Thursday, June 25, 2015

Family Ties: Uncle Pablo & The Canadian Surfer

Nick Brady: Paradise Lost does not have the ring of Escobar: Paradise Lost, but then again Nick Brady does not have the charisma of Pablo Escobar. 

But Nick Brady serves a purpose in movies like Andrea Di Stefano’s Escobar. He’s our everyman. Our stranger in a strange land. Our innocent guide into the foreign and deadly world of the most notorious cocaine kingpin the world has ever seen. He’s also a foreigner to Colombia, the people and the movie’s plot.

Nick (Josh Hutcherson) is a Canadian surfer who ends up Colombia in 1983. He falls in love with Maria (Claudia Traisac), a confident young woman who points to a billboard with a picture of a menacing face and says that’s her uncle. Uncle Pablo seems nice enough, and he’s some kind of politician. When Nick and Maria attend a lavish party, Nick asks how Uncle Pablo made his fortunes. Maria doesn’t miss a beat, and her smile never fades: “Cocaine.” 

What transpires next is mostly predictable, but altogether fascinating. Nick is so smitten by Maria that he barely notices himself sinking deeper into Pablo’s clutches of money and extravagance. The hacienda where the Escobar keeps his family is paradise: pools, elephants and other exotics animals, life-size fiberglass statues of dinosaurs in the pastures. At one point we see Pablo dusting his prize keepsake: the car that Bonnie and Clyde were killed in. 

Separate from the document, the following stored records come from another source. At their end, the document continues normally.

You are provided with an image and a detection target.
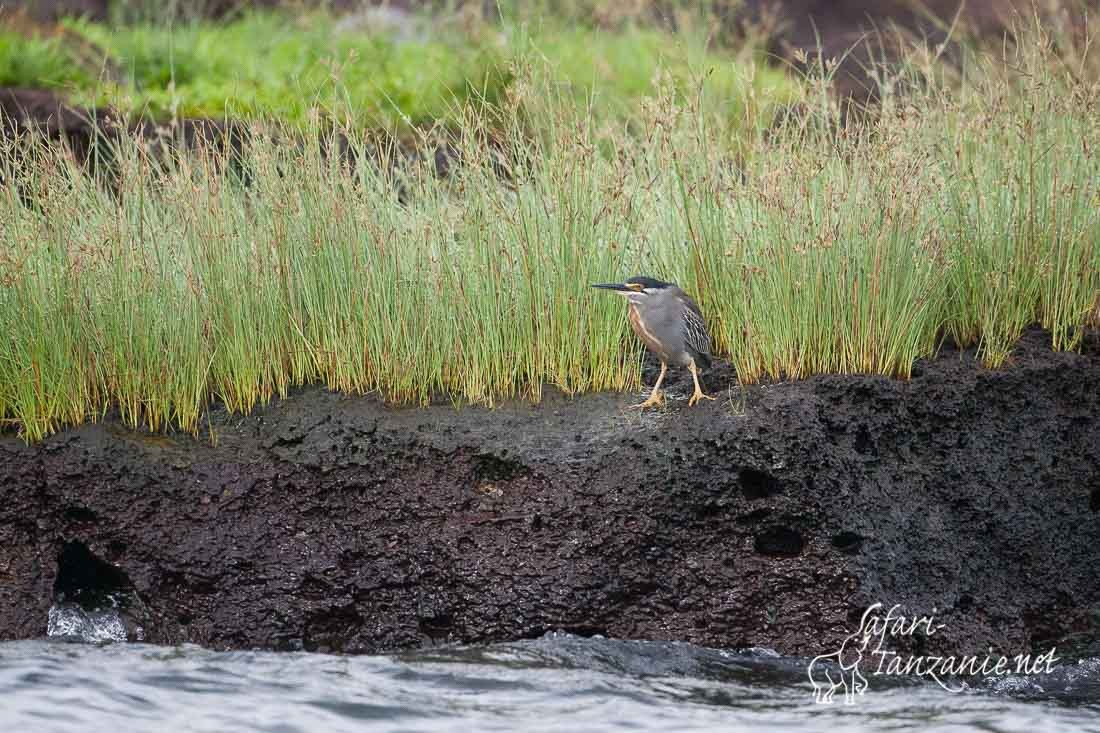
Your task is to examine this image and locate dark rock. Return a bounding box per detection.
[0,87,238,157]
[1,326,1098,656]
[3,0,108,22]
[0,87,100,159]
[732,0,1093,101]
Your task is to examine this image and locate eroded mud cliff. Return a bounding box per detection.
[2,328,1098,657]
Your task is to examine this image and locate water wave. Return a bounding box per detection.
[1,633,1096,733]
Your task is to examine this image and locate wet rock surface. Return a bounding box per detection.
[1,327,1099,656]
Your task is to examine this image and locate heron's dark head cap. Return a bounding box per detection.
[591,276,674,295]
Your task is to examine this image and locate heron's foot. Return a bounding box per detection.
[633,389,665,409]
[687,386,716,407]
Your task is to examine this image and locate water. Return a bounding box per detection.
[46,603,131,645]
[2,641,1096,732]
[2,610,1098,732]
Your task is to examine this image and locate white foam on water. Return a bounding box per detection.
[46,603,128,644]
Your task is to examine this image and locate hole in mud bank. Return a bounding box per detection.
[63,506,97,523]
[471,452,526,483]
[853,425,875,456]
[754,527,805,557]
[831,531,865,554]
[54,541,134,610]
[304,605,365,653]
[418,613,454,641]
[739,468,781,500]
[1090,487,1100,513]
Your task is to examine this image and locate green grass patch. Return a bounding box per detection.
[0,10,797,133]
[514,20,787,134]
[63,12,510,126]
[0,29,90,88]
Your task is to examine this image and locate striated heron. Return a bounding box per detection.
[592,276,715,408]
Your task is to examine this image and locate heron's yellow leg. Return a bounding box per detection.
[687,359,715,407]
[634,362,667,409]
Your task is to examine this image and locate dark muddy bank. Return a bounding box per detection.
[0,88,239,163]
[0,87,459,205]
[1,327,1099,656]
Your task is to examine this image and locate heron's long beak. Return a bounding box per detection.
[591,283,630,292]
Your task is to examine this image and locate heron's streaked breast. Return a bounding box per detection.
[627,303,668,361]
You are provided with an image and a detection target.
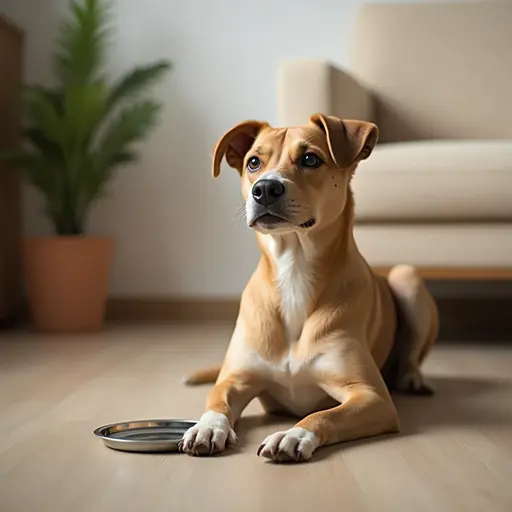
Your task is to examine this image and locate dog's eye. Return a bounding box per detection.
[246,156,262,172]
[301,153,323,169]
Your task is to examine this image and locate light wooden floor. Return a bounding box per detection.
[1,324,511,512]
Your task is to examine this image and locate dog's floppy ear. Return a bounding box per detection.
[212,120,268,178]
[310,113,379,168]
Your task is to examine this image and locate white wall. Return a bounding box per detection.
[1,0,467,298]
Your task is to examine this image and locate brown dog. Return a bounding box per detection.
[180,114,438,462]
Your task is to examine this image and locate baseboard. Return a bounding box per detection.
[106,296,512,342]
[106,297,240,323]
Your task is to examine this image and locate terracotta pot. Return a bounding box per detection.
[23,236,114,333]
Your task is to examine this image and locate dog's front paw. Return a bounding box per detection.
[179,411,238,456]
[257,427,319,463]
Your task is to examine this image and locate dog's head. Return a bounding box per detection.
[212,113,378,235]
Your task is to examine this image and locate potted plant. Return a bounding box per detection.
[1,0,171,332]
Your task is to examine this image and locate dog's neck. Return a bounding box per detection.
[263,217,353,266]
[260,191,360,275]
[257,193,362,343]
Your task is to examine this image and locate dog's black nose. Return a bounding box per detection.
[252,179,286,206]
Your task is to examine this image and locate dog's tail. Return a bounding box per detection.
[182,365,221,386]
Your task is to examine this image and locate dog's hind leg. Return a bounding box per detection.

The real draw here is Pablo Escobar, played with psychotic finesse by Benecio del Toro. He’s a lovable kind of kingpin. Oafish, domineering, dispensing sage advice in ways that disarm his intimidating 1,000-yard stare. He’s made even more terrifying as he struts around with his wireless briefcase phone, Cosby sweaters and, hilariously, a green corduroy Boston Celtics cap. If you admired Steven Soderbergh’s Che and the great lengths del Toro went to craft that complex character than you will likely be disappointed that this film doesn’t quite reach that level of storytelling. His Pablo is marvelous to watch, but he doesn’t have much arc. He begins the film as Uncle Pablo, and then one day, on the eve of a prison term, he decides to kill everyone, including two infants—two infants too many for this kind of movie. There is no nuance in his monstrosity. And the fact the he would spend so much time doting on and then ultimately trying to kill Nick, seems laughably pointless. A country full of Colombians and we spend the whole movie with the lone gringo. 

That is the peril of these types of movies, these pictures about famous people and their sidekicks, assistants or secretaries: the film can’t sustain itself on the Nick Brady’s of the world, and there’s never enough time to develop the Pablos. It happened in The Last King of Scotland, in which a doctor found himself in the inner circle of Idi Amin, and in The Devil’s Double, in which a body double is roped into Uday Hussein’s twisted universe, and it happens here in Escobar. Hutcherson does what he can, and del Toro hits it out of the park, but they don’t have much to work with because their characters are on different trajectories. 

Di Stefano does do a commendable job holding these trajectories as best he can, and the film has a unique look and feel to it, although I found the drifting focus and handheld shots to be frequently annoying. He structures the movie out of sequence, and it works really well, especially since the flashbacks and flash forwards don’t tip off the plot points any more than they should. The first half of the film is largely a romance and psychological drama, but it quickly becomes a terrifying narco-thriller as Nick is sent on a mission to bury Pablo’s treasure. It’s a jarring acceleration, and doesn’t altogether work, but the scenes are well executed and appropriately nailbiting.

I did find it very hard to believe, though, that Pablo Escobar would ask his niece’s Canadian surfer boyfriend to drive his loot up into the mountains and then have to commit murder to hide it all. And Nick, apparently out of inexhaustible fear, goes along with it to a point. Let me repeat an earlier sentence here: A country full of Colombians and we spend the whole movie with the lone gringo. 

Listen, I’m fond of what this movie does, and what it attempts to do, with Pablo Escobar, who might be one of the greatest villains of the late 20th century. But Paradise Lost doesn’t go far enough. Pablo needs to run, as fast as he can, away from Nick until he finds himself in his own movie.